The daughter said: ‘If I was told I couldn’t have the implant unless I told my mum, I probably would have gone away to think about it and would have eventually got my mum involved.
‘But I think there should be the option to have full confidentiality because some children just can’t speak to their parents.
‘I do get where my mum is coming from and maybe it shouldn’t be done in school.’
She added that she spent an hour discussing the issues of an implant with a health expert at the school and was told to speak to her mother.
She was fitted with the Nexplanon device at a meeting a week later and told she could book a follow-up appointment if she had any worries.

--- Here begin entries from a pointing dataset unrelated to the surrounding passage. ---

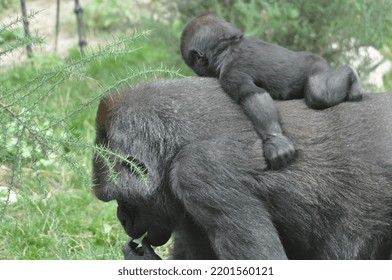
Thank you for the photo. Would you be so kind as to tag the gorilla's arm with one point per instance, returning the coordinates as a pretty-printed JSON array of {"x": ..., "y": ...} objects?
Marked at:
[{"x": 260, "y": 109}]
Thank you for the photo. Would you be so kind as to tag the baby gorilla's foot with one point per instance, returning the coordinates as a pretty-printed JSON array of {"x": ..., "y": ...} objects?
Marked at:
[{"x": 355, "y": 91}]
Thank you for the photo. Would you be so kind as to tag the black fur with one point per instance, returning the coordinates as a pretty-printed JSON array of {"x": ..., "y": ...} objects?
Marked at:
[
  {"x": 252, "y": 71},
  {"x": 207, "y": 182}
]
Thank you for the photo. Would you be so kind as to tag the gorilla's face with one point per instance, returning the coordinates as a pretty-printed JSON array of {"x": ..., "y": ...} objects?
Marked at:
[
  {"x": 134, "y": 192},
  {"x": 203, "y": 40},
  {"x": 138, "y": 221}
]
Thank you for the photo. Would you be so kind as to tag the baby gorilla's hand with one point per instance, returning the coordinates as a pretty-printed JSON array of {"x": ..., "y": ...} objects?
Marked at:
[
  {"x": 132, "y": 251},
  {"x": 278, "y": 151}
]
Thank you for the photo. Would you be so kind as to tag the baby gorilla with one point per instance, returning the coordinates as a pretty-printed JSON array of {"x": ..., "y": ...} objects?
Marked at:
[{"x": 252, "y": 71}]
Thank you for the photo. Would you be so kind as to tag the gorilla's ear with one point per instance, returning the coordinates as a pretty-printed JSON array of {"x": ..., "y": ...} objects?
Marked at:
[{"x": 198, "y": 57}]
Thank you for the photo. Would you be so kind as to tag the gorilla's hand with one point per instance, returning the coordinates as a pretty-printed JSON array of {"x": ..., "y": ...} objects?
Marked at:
[
  {"x": 132, "y": 251},
  {"x": 278, "y": 151}
]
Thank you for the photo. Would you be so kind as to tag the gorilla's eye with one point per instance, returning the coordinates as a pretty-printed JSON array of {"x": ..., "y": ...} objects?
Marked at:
[{"x": 136, "y": 167}]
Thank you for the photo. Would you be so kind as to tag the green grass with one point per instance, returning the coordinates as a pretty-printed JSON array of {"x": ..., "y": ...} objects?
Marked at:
[{"x": 56, "y": 216}]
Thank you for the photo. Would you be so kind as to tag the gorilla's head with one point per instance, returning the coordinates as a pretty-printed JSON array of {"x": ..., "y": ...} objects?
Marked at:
[
  {"x": 142, "y": 196},
  {"x": 203, "y": 39}
]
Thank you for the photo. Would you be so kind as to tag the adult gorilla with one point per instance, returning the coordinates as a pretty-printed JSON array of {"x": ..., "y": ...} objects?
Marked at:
[{"x": 207, "y": 182}]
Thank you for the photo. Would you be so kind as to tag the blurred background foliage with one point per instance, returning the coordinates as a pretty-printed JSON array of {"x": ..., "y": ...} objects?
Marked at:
[{"x": 48, "y": 103}]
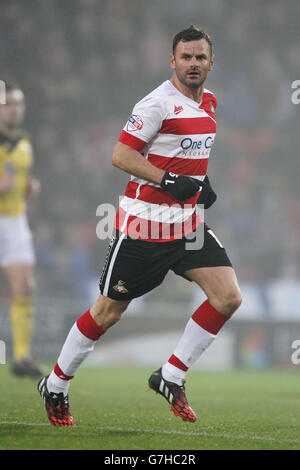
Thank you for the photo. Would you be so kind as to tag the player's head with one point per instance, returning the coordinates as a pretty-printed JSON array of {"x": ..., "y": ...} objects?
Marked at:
[
  {"x": 12, "y": 112},
  {"x": 192, "y": 56}
]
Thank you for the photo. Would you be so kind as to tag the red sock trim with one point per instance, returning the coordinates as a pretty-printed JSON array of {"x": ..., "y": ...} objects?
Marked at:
[
  {"x": 88, "y": 327},
  {"x": 60, "y": 374},
  {"x": 177, "y": 363},
  {"x": 209, "y": 318}
]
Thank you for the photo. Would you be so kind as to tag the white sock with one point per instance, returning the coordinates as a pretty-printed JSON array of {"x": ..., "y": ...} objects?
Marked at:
[
  {"x": 194, "y": 341},
  {"x": 75, "y": 350}
]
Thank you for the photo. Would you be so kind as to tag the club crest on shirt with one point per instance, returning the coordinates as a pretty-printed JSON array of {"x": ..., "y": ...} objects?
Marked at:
[
  {"x": 120, "y": 287},
  {"x": 177, "y": 109},
  {"x": 134, "y": 123}
]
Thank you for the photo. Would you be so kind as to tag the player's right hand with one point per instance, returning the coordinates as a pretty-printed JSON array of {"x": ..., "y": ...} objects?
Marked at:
[{"x": 180, "y": 186}]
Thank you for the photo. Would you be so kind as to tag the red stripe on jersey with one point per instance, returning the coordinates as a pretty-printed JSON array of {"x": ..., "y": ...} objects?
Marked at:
[
  {"x": 186, "y": 126},
  {"x": 132, "y": 141},
  {"x": 149, "y": 230},
  {"x": 180, "y": 166},
  {"x": 155, "y": 195}
]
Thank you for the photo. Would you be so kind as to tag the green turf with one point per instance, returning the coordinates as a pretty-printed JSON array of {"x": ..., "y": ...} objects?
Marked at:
[{"x": 114, "y": 409}]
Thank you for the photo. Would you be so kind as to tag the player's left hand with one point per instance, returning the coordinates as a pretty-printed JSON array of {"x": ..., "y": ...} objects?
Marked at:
[
  {"x": 33, "y": 187},
  {"x": 207, "y": 196}
]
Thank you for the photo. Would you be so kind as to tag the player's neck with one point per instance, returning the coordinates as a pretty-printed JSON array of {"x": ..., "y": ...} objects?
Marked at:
[{"x": 193, "y": 94}]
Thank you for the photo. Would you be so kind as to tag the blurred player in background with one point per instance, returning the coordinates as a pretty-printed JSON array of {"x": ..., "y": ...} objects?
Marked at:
[
  {"x": 16, "y": 249},
  {"x": 165, "y": 147}
]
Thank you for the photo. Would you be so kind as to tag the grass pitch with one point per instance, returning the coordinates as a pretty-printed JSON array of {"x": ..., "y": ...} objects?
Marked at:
[{"x": 114, "y": 410}]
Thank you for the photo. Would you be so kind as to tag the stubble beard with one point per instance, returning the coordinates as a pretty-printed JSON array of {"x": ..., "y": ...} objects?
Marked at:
[{"x": 192, "y": 84}]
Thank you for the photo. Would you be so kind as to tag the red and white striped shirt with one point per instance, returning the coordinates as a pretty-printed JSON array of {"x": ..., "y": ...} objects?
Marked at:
[{"x": 174, "y": 133}]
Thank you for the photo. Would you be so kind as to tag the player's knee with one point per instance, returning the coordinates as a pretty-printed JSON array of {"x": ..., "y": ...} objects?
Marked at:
[
  {"x": 106, "y": 312},
  {"x": 229, "y": 302},
  {"x": 232, "y": 302}
]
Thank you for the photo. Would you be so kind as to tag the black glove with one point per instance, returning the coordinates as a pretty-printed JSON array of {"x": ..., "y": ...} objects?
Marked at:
[
  {"x": 207, "y": 196},
  {"x": 180, "y": 186}
]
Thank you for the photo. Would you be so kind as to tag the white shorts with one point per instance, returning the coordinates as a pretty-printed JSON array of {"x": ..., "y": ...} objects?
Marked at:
[{"x": 16, "y": 245}]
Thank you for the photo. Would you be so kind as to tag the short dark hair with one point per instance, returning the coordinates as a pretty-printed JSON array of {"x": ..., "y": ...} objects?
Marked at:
[{"x": 191, "y": 34}]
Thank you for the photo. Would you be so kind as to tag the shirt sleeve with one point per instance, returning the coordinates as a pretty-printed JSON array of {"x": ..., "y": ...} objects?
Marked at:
[{"x": 143, "y": 124}]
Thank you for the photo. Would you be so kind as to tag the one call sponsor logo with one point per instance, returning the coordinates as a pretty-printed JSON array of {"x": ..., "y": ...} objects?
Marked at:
[{"x": 197, "y": 147}]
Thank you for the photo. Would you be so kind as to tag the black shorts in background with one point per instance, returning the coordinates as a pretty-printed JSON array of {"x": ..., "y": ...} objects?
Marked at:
[{"x": 134, "y": 267}]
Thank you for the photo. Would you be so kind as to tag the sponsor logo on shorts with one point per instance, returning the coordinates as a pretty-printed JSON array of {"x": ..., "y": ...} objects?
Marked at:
[{"x": 120, "y": 287}]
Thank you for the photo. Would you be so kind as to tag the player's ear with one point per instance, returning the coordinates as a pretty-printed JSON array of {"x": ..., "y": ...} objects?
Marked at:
[{"x": 172, "y": 61}]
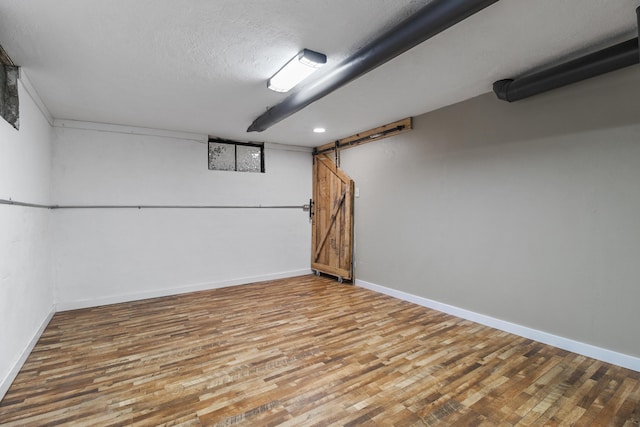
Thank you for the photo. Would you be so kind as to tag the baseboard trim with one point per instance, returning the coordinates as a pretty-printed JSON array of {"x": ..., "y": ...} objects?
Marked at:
[
  {"x": 15, "y": 369},
  {"x": 116, "y": 299},
  {"x": 578, "y": 347}
]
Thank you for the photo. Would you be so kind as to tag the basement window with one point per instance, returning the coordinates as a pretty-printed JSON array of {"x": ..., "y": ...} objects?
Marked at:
[
  {"x": 236, "y": 156},
  {"x": 9, "y": 105}
]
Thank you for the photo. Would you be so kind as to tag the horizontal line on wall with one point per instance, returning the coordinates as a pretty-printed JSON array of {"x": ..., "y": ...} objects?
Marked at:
[{"x": 35, "y": 205}]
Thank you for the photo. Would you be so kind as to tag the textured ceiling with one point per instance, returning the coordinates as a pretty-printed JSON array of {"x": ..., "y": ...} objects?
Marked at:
[{"x": 201, "y": 65}]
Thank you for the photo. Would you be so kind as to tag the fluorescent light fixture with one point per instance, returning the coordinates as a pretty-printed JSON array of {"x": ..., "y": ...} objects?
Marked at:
[{"x": 296, "y": 70}]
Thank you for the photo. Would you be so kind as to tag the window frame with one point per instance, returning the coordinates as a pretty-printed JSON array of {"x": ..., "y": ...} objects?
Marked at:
[{"x": 235, "y": 151}]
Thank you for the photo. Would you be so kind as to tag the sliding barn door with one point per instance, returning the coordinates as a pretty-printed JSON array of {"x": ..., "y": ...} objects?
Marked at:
[{"x": 332, "y": 229}]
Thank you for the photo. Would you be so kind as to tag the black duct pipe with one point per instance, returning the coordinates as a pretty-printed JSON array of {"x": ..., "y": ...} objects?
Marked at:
[
  {"x": 432, "y": 19},
  {"x": 603, "y": 61}
]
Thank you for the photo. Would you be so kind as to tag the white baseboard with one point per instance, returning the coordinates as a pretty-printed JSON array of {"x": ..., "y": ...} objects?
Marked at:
[
  {"x": 578, "y": 347},
  {"x": 115, "y": 299},
  {"x": 13, "y": 372}
]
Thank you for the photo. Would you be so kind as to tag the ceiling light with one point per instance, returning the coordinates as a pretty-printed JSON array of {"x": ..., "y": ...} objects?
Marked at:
[{"x": 296, "y": 70}]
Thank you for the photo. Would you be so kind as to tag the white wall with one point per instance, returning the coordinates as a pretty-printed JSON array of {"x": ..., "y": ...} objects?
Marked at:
[
  {"x": 26, "y": 295},
  {"x": 114, "y": 255},
  {"x": 526, "y": 212}
]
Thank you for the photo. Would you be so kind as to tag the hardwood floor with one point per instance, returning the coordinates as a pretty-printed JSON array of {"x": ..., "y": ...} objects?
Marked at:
[{"x": 304, "y": 352}]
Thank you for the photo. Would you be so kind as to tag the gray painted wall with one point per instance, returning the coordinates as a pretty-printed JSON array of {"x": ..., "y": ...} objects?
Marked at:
[{"x": 526, "y": 212}]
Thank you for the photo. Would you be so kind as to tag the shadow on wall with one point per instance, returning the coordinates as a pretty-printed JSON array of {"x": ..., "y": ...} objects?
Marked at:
[{"x": 604, "y": 102}]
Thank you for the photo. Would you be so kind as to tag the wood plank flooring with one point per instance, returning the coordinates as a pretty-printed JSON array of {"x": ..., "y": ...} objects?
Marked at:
[{"x": 304, "y": 352}]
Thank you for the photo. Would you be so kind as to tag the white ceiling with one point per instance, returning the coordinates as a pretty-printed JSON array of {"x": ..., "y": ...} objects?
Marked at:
[{"x": 202, "y": 65}]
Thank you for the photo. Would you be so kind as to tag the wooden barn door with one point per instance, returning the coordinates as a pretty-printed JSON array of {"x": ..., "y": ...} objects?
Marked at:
[{"x": 332, "y": 228}]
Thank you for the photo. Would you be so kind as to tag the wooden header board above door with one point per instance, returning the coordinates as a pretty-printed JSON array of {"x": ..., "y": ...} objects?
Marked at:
[{"x": 367, "y": 136}]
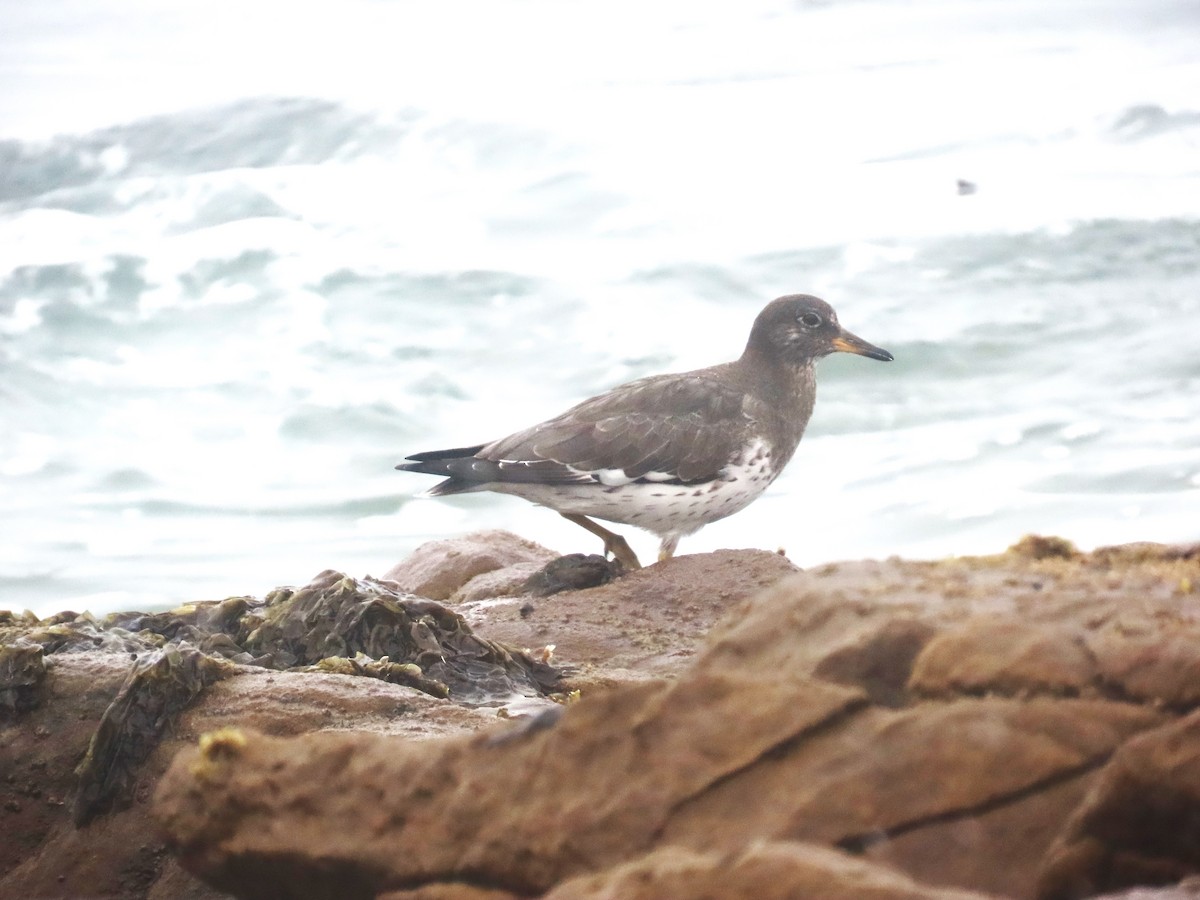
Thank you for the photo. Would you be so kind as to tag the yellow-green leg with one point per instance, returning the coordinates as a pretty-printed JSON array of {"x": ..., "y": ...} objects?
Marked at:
[{"x": 612, "y": 543}]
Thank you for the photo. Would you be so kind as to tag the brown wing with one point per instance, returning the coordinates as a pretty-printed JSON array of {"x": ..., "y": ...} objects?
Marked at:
[{"x": 670, "y": 427}]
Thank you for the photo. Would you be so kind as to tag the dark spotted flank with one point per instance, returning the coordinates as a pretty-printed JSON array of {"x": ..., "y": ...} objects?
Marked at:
[{"x": 670, "y": 453}]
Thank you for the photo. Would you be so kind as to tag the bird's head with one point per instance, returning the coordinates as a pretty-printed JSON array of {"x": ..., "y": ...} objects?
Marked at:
[{"x": 799, "y": 329}]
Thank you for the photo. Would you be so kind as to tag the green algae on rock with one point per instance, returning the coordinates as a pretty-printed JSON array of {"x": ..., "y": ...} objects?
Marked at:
[{"x": 156, "y": 689}]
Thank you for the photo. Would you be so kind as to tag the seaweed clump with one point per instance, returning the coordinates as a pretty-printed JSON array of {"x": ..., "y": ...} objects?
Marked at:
[
  {"x": 22, "y": 670},
  {"x": 159, "y": 687},
  {"x": 335, "y": 624},
  {"x": 376, "y": 630}
]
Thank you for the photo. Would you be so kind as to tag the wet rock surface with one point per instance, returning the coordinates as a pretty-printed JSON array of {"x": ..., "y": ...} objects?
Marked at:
[{"x": 1020, "y": 725}]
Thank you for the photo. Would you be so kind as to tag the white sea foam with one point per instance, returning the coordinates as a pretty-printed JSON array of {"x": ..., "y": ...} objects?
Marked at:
[{"x": 222, "y": 327}]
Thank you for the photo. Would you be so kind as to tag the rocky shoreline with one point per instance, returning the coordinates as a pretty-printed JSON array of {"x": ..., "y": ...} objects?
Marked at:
[{"x": 475, "y": 725}]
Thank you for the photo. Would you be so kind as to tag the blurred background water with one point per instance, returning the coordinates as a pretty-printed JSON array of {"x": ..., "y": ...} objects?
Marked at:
[{"x": 249, "y": 262}]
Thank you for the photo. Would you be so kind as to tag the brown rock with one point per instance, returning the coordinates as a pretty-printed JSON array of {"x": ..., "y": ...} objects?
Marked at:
[
  {"x": 438, "y": 569},
  {"x": 121, "y": 855},
  {"x": 853, "y": 705},
  {"x": 996, "y": 655},
  {"x": 1158, "y": 664},
  {"x": 519, "y": 810},
  {"x": 762, "y": 871},
  {"x": 646, "y": 623},
  {"x": 1140, "y": 823}
]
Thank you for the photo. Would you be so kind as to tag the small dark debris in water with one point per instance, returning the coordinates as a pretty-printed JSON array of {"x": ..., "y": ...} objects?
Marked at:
[
  {"x": 22, "y": 670},
  {"x": 1037, "y": 546},
  {"x": 575, "y": 571},
  {"x": 545, "y": 720},
  {"x": 160, "y": 685}
]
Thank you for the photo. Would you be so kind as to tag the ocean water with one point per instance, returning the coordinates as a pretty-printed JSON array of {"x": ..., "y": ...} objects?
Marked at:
[{"x": 245, "y": 271}]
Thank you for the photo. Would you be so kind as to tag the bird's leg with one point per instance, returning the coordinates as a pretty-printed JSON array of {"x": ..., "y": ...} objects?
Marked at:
[
  {"x": 612, "y": 543},
  {"x": 666, "y": 550}
]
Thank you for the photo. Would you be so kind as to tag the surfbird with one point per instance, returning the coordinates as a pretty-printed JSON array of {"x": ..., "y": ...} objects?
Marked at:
[{"x": 670, "y": 453}]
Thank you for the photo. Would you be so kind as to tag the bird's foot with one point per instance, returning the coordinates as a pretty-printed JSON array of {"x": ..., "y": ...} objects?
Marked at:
[
  {"x": 621, "y": 552},
  {"x": 666, "y": 550},
  {"x": 613, "y": 543}
]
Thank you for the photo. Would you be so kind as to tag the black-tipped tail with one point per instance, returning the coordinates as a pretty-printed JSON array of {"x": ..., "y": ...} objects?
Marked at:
[{"x": 451, "y": 465}]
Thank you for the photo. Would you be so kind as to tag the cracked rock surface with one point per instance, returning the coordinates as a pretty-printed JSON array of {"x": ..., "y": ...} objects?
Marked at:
[
  {"x": 1012, "y": 726},
  {"x": 970, "y": 727}
]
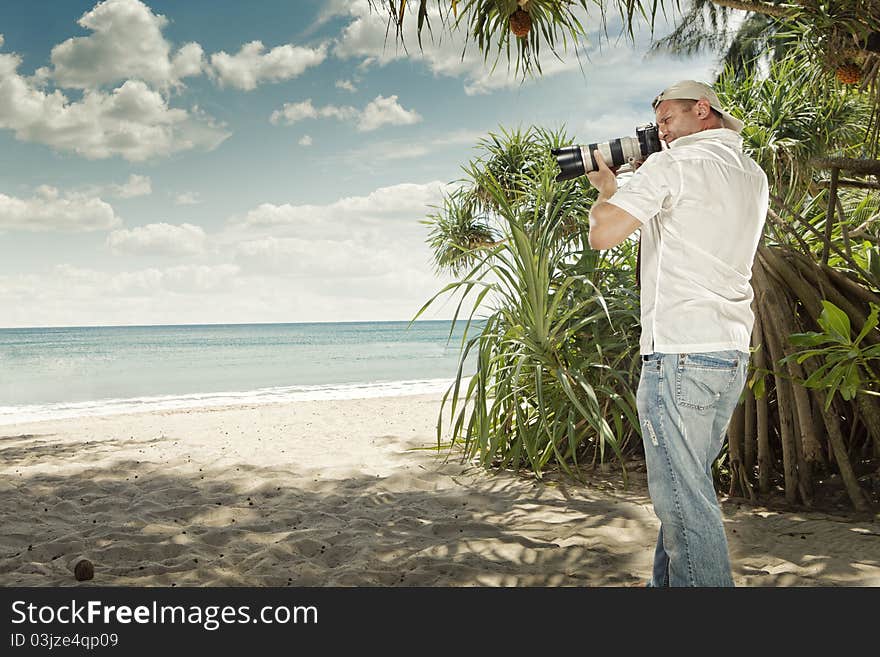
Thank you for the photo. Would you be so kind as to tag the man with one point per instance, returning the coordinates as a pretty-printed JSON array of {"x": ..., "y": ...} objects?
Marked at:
[{"x": 700, "y": 205}]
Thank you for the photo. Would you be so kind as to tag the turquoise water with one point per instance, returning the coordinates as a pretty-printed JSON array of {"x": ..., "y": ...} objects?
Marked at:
[{"x": 59, "y": 372}]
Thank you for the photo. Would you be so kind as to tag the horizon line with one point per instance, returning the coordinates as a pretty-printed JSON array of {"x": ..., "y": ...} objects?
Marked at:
[{"x": 364, "y": 321}]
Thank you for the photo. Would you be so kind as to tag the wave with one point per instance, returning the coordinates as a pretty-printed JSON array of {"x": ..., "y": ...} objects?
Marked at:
[{"x": 65, "y": 410}]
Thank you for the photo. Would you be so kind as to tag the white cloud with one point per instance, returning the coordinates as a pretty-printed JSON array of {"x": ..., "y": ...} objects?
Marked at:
[
  {"x": 136, "y": 186},
  {"x": 290, "y": 113},
  {"x": 386, "y": 111},
  {"x": 402, "y": 149},
  {"x": 401, "y": 205},
  {"x": 158, "y": 239},
  {"x": 187, "y": 198},
  {"x": 304, "y": 258},
  {"x": 125, "y": 43},
  {"x": 132, "y": 121},
  {"x": 49, "y": 211},
  {"x": 250, "y": 66},
  {"x": 380, "y": 111}
]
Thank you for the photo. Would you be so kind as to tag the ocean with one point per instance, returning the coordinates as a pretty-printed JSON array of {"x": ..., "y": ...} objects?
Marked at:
[{"x": 55, "y": 373}]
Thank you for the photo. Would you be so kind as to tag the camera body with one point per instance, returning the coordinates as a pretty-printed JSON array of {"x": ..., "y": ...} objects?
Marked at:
[{"x": 578, "y": 160}]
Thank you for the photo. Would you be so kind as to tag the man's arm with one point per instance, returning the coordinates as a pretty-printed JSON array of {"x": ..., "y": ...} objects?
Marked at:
[{"x": 609, "y": 224}]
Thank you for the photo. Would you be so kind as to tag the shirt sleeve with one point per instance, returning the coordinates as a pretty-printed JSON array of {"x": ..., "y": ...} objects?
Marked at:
[{"x": 646, "y": 192}]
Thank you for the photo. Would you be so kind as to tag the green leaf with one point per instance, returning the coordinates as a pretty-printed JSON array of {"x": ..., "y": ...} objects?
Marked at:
[{"x": 835, "y": 322}]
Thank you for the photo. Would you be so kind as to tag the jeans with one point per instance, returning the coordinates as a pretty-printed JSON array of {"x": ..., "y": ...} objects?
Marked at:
[{"x": 685, "y": 402}]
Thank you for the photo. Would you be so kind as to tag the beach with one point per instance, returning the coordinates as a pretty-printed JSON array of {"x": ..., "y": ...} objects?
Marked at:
[{"x": 345, "y": 493}]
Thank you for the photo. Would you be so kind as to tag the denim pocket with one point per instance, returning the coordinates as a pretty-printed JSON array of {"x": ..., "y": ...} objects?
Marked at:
[{"x": 702, "y": 379}]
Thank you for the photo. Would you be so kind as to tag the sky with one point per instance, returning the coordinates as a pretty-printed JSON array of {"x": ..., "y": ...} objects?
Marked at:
[{"x": 209, "y": 161}]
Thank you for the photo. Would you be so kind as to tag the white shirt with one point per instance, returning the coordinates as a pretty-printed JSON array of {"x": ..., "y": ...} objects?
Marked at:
[{"x": 702, "y": 204}]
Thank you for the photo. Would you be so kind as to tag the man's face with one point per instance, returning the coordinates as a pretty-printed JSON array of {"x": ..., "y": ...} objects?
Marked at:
[{"x": 675, "y": 119}]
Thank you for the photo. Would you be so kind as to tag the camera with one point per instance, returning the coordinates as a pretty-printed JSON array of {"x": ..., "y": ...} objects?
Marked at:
[{"x": 578, "y": 160}]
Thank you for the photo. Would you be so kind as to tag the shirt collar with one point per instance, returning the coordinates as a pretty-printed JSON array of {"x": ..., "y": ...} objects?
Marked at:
[{"x": 725, "y": 135}]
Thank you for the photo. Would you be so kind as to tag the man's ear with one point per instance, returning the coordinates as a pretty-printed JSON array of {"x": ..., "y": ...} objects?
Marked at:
[{"x": 704, "y": 109}]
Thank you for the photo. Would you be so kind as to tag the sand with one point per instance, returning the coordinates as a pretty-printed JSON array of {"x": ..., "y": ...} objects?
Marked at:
[{"x": 338, "y": 493}]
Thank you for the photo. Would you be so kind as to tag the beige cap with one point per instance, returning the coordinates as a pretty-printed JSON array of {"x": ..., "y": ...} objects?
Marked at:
[{"x": 693, "y": 90}]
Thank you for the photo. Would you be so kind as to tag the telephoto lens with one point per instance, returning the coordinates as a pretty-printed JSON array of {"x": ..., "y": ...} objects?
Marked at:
[{"x": 578, "y": 160}]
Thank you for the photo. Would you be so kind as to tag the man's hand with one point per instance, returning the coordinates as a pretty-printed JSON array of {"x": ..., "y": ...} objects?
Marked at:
[{"x": 604, "y": 179}]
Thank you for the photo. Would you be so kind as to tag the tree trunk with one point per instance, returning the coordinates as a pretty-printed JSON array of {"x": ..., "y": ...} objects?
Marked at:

Her mother said she was proud her daughter has taken responsibility to protect herself.
But she is demanding an apology from health bosses at the Solent NHS Trust and a review of the service in schools.
She said: ‘I believe they have neglected my daughter by not making sure she had a follow-up appointment.
‘I want an apology. I know I may not be able to stop this surgical procedure being carried out on school grounds altogether.
‘But, I at least want changes to be made to ensure every girl that has one is given a compulsory follow-up appointment.’
Health chiefs have defended the scheme, saying letters were sent to parents at all nine participating schools in Southampton when the service was launched.
It was then left to individual schools to inform parents of all future students joining, either by letter or in the school prospectus.
The NHS Southampton and Solent NHS Trust has said the number of teenage pregnancies has dropped since the sexual health service was introduced.